I really like this post because you show a progression of stat tools you have used. I think that's important for those who are considering using a new product. Everyone wants to see some common ground and how they've evolved their analytics stack over time.

Unknown said...

One thing I can't seem to figure out in R is how you would use multiple timeframes. Let's say you want to look at both daily and intraday data as part of the same study (daily to trigger entry, and intraday to figure out if your limit or stop is hit first). The only way I can figure out how to do this is using loops to keep daily and intraday "synchronized" - and that seems to slow everything to a crawl. Is there an easy solution to this that maintains R's high speed time series without resorting to loops?
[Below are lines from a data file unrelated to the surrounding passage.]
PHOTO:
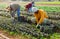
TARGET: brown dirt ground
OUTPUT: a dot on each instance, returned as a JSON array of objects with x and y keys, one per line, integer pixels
[{"x": 5, "y": 33}]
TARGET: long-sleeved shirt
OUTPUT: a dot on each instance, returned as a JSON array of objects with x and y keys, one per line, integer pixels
[{"x": 40, "y": 16}]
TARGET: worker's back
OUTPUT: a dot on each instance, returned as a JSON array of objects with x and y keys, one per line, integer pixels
[{"x": 14, "y": 6}]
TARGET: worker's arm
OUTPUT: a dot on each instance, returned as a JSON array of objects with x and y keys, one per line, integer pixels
[
  {"x": 45, "y": 13},
  {"x": 36, "y": 17},
  {"x": 41, "y": 18}
]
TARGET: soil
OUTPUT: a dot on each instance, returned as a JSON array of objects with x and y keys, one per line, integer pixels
[{"x": 5, "y": 35}]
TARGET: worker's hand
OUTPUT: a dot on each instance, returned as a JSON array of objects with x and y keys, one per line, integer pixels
[{"x": 37, "y": 25}]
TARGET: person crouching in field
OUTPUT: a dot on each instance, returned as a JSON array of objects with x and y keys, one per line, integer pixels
[
  {"x": 40, "y": 16},
  {"x": 13, "y": 7},
  {"x": 29, "y": 6}
]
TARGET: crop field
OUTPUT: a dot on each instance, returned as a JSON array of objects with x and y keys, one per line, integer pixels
[{"x": 28, "y": 28}]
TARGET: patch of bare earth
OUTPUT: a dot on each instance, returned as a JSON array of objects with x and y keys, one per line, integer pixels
[{"x": 5, "y": 35}]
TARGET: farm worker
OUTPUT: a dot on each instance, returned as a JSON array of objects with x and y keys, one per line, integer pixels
[
  {"x": 40, "y": 16},
  {"x": 29, "y": 6},
  {"x": 13, "y": 7}
]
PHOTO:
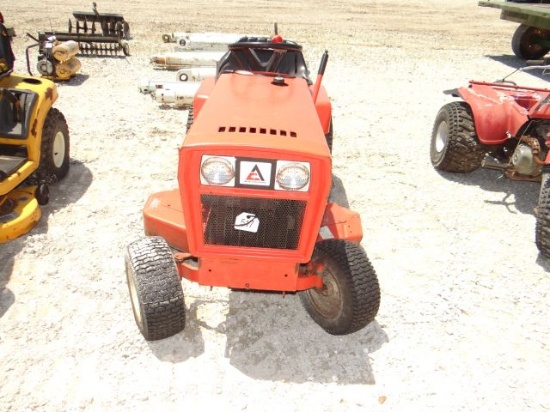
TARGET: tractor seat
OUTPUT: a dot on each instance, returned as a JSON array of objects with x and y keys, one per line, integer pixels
[
  {"x": 261, "y": 55},
  {"x": 15, "y": 109}
]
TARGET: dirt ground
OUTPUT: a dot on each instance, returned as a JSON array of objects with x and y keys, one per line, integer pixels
[{"x": 463, "y": 323}]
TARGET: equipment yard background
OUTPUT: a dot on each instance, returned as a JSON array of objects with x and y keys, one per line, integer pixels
[{"x": 463, "y": 323}]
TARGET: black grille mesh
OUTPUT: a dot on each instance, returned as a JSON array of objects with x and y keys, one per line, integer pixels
[{"x": 280, "y": 221}]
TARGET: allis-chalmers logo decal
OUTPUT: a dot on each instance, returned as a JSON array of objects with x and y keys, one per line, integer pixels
[{"x": 255, "y": 173}]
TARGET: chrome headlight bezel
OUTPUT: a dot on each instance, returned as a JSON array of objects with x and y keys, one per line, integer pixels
[
  {"x": 292, "y": 176},
  {"x": 217, "y": 171}
]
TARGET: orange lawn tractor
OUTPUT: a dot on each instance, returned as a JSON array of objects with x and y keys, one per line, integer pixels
[{"x": 253, "y": 209}]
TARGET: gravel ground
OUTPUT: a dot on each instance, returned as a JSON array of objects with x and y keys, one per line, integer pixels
[{"x": 463, "y": 323}]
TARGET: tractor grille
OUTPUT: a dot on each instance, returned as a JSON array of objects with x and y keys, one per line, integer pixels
[{"x": 252, "y": 222}]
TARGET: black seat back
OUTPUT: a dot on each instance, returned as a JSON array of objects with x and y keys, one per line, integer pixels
[{"x": 6, "y": 54}]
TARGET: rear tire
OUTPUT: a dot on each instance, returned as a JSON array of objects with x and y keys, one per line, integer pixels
[
  {"x": 350, "y": 297},
  {"x": 524, "y": 42},
  {"x": 542, "y": 229},
  {"x": 454, "y": 145},
  {"x": 55, "y": 147},
  {"x": 155, "y": 288}
]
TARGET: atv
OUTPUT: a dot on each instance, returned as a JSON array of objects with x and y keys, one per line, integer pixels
[
  {"x": 499, "y": 125},
  {"x": 34, "y": 145},
  {"x": 252, "y": 208}
]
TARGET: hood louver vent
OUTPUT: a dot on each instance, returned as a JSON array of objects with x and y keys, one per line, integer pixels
[{"x": 256, "y": 130}]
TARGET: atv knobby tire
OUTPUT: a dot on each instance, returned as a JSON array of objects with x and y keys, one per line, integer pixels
[
  {"x": 155, "y": 288},
  {"x": 54, "y": 149},
  {"x": 350, "y": 297},
  {"x": 526, "y": 42},
  {"x": 454, "y": 146},
  {"x": 542, "y": 230}
]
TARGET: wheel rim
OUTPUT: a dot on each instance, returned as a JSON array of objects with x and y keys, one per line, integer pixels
[
  {"x": 58, "y": 149},
  {"x": 133, "y": 293},
  {"x": 327, "y": 300},
  {"x": 441, "y": 137}
]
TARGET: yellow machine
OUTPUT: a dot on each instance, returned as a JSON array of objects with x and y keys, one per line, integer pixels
[{"x": 34, "y": 145}]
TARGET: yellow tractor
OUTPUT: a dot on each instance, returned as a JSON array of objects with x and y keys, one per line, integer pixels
[{"x": 34, "y": 144}]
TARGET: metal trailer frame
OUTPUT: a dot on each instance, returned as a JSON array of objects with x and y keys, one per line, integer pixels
[{"x": 531, "y": 40}]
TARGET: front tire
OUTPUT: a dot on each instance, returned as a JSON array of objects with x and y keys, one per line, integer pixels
[
  {"x": 454, "y": 145},
  {"x": 542, "y": 229},
  {"x": 350, "y": 297},
  {"x": 155, "y": 288},
  {"x": 55, "y": 148},
  {"x": 525, "y": 42}
]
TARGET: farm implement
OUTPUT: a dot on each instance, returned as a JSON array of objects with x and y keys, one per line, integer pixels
[{"x": 92, "y": 33}]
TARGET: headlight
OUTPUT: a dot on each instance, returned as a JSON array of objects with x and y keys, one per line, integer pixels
[
  {"x": 217, "y": 170},
  {"x": 293, "y": 176}
]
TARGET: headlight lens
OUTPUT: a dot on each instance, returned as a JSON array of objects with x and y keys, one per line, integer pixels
[
  {"x": 293, "y": 176},
  {"x": 217, "y": 170}
]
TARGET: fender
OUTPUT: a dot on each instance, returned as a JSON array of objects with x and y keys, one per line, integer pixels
[
  {"x": 499, "y": 110},
  {"x": 340, "y": 223}
]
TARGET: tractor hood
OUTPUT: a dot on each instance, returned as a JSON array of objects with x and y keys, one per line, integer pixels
[{"x": 263, "y": 112}]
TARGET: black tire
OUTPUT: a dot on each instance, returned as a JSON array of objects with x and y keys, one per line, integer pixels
[
  {"x": 155, "y": 288},
  {"x": 329, "y": 136},
  {"x": 190, "y": 118},
  {"x": 525, "y": 43},
  {"x": 55, "y": 148},
  {"x": 542, "y": 229},
  {"x": 127, "y": 35},
  {"x": 350, "y": 298},
  {"x": 454, "y": 145}
]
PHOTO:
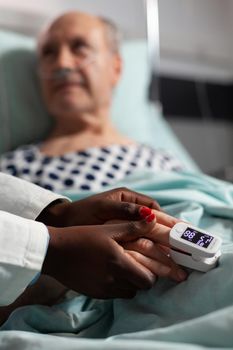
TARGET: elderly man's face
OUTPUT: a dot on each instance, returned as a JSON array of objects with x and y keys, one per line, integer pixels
[{"x": 77, "y": 43}]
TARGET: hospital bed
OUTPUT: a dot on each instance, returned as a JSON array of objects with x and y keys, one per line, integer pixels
[
  {"x": 23, "y": 116},
  {"x": 196, "y": 314}
]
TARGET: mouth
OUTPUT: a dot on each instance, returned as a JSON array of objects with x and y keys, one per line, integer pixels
[{"x": 68, "y": 84}]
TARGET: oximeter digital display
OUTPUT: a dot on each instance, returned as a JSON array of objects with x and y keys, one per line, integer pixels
[
  {"x": 197, "y": 237},
  {"x": 193, "y": 247}
]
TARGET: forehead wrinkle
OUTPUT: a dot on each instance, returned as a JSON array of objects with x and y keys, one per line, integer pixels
[{"x": 67, "y": 21}]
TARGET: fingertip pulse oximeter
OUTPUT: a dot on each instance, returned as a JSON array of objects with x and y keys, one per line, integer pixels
[{"x": 193, "y": 247}]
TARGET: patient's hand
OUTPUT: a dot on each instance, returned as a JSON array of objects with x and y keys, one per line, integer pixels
[{"x": 153, "y": 253}]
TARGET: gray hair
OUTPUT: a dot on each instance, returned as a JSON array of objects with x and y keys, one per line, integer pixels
[{"x": 113, "y": 34}]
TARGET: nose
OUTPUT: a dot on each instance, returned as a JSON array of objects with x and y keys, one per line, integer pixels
[{"x": 64, "y": 58}]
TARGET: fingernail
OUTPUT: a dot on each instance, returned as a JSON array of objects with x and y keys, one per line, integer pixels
[
  {"x": 182, "y": 275},
  {"x": 144, "y": 212},
  {"x": 150, "y": 218},
  {"x": 165, "y": 270}
]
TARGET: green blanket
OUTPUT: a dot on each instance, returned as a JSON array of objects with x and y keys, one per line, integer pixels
[{"x": 195, "y": 314}]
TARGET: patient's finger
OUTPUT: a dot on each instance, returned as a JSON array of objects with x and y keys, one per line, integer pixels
[
  {"x": 165, "y": 219},
  {"x": 163, "y": 267},
  {"x": 126, "y": 195}
]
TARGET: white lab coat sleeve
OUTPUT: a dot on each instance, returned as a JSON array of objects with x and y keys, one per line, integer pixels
[
  {"x": 23, "y": 198},
  {"x": 23, "y": 246},
  {"x": 23, "y": 241}
]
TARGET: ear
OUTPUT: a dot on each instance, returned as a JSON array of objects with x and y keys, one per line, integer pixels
[{"x": 117, "y": 66}]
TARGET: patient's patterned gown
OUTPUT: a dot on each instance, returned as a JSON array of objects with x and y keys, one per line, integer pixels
[{"x": 92, "y": 169}]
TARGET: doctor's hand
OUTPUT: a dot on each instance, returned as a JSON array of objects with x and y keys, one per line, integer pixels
[
  {"x": 120, "y": 203},
  {"x": 153, "y": 252},
  {"x": 89, "y": 260}
]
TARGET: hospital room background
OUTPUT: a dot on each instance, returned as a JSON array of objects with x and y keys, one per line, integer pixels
[
  {"x": 176, "y": 94},
  {"x": 190, "y": 59}
]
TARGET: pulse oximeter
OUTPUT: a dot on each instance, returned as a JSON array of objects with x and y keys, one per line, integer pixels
[{"x": 193, "y": 247}]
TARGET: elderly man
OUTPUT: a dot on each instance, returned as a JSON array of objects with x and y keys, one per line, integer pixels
[{"x": 79, "y": 67}]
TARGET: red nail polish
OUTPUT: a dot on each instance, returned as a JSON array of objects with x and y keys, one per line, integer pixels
[
  {"x": 144, "y": 212},
  {"x": 150, "y": 218}
]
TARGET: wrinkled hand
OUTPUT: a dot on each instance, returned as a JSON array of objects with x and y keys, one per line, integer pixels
[
  {"x": 153, "y": 252},
  {"x": 89, "y": 260},
  {"x": 119, "y": 203}
]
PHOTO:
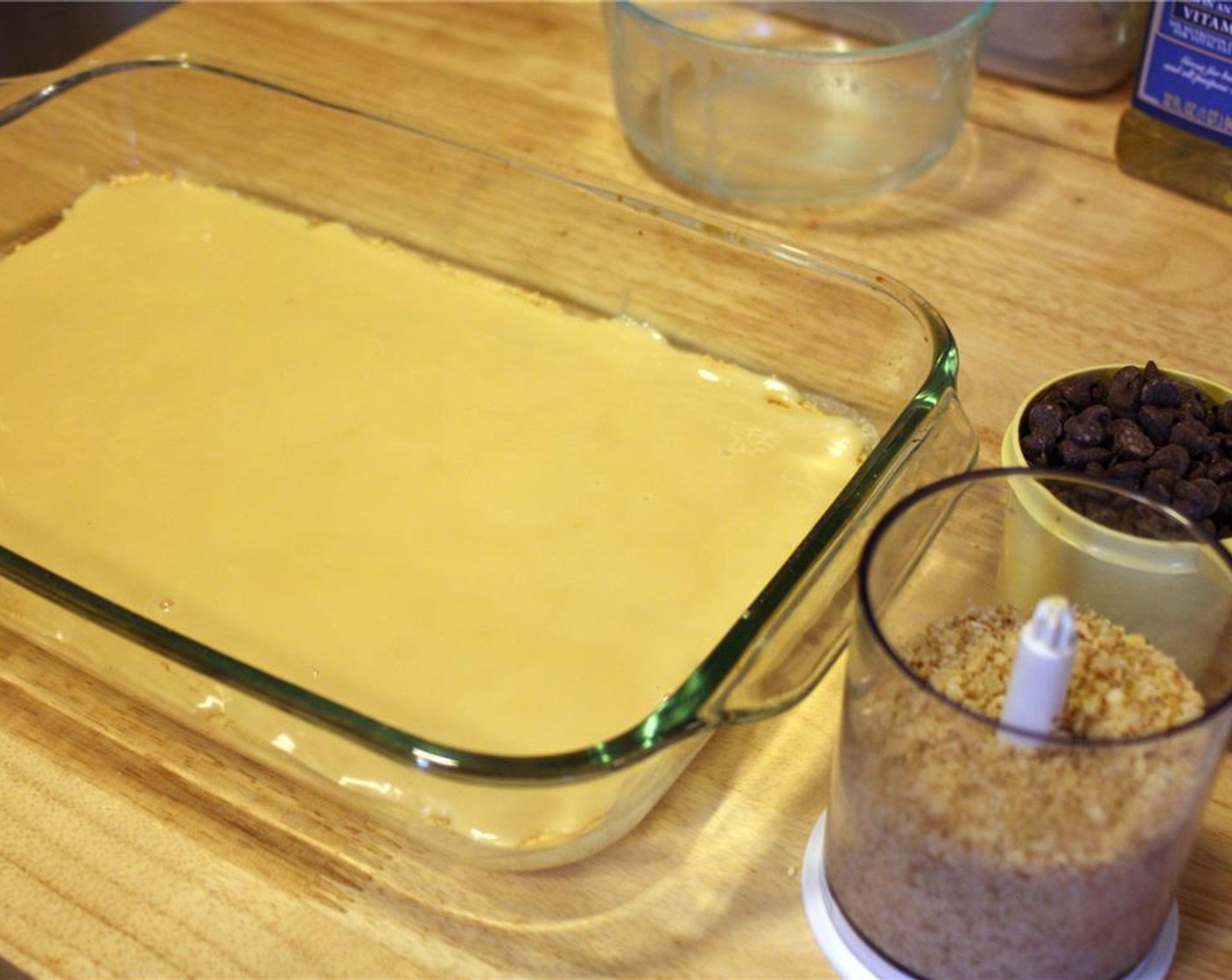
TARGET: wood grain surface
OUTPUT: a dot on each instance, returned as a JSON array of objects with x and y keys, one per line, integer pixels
[{"x": 130, "y": 846}]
I'm admittedly an R newbie. Thanks!

Alex Rad said...

R has many idiosyncrasies and it does not optimize well for certain matrix operations. The documentation is also quite poor.

In terms of performance, numpy+python can knock down the best optimized programs. And in terms of comprehension, numpy+python wins again

Joshua Ulrich said...

Phil, thanks for the comment. I'm glad you liked the post.

Scott, I'm not sure I understand your question. You will probably get some good answers if you send an example of what you want to the R-SIG-Finance mailing list (follow the posting guide to get the best answers).

Alex, which matrix operations does R not optimize well? Using which BLAS? How is the documentation poor? Can you cite some performance comparison examples? How long have you used R? Python? Thanks for the comment.